London: World demand for the Organization of the Petroleum Exporting Countries’ or Opec’s, oil will be stronger than expected next year, the producer group said on Tuesday, adding to signs that an improving economic outlook will boost oil consumption.
The 12-member group is the latest forecaster to lift its oil demand estimates in the past week, following upward revisions from the International Energy Agency (IEA) and the US government’s Energy Information Administration.
Demand for Opec crude will average 28.39 million barrels per day (bpd) in 2010, Opec said in a monthly report. That is up 300,000 bpd from its previous forecast.
“The world economy now appears to be entering into a new phase, moving from a period of containing the crisis to one of economic recovery,” Opec said in its October Monthly Oil Market Report.
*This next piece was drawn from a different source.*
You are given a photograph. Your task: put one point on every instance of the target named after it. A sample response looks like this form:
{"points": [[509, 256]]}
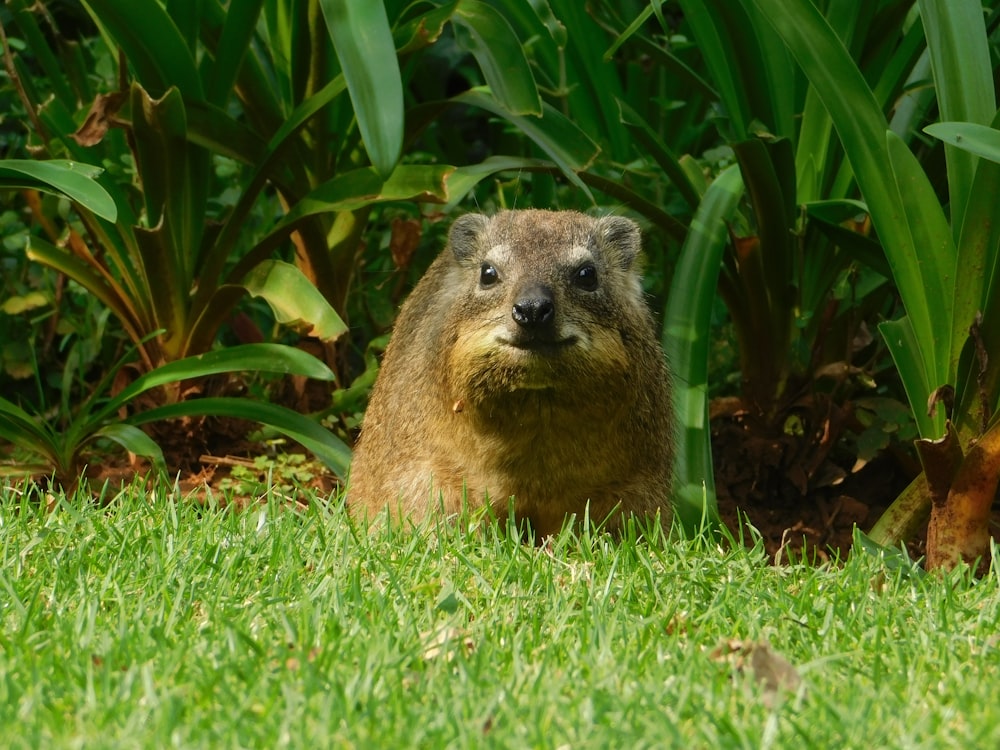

Opec also raised its forecast for global oil demand growth in 2010. It expects world oil use to rise by 700,000 bpd to an average of 84.93 million bpd.
The growth rate is up 200,000 bpd from the previous estimate. Still, Opec only expects demand to expand at about half the rate of IEA.
Oil prices rose on Tuesday, boosted by the prospect of stronger demand and a weaker dollar. US crude was up 90 cents at $74.17 as of 1250 GMT, nearing its 2009 high of $75.00.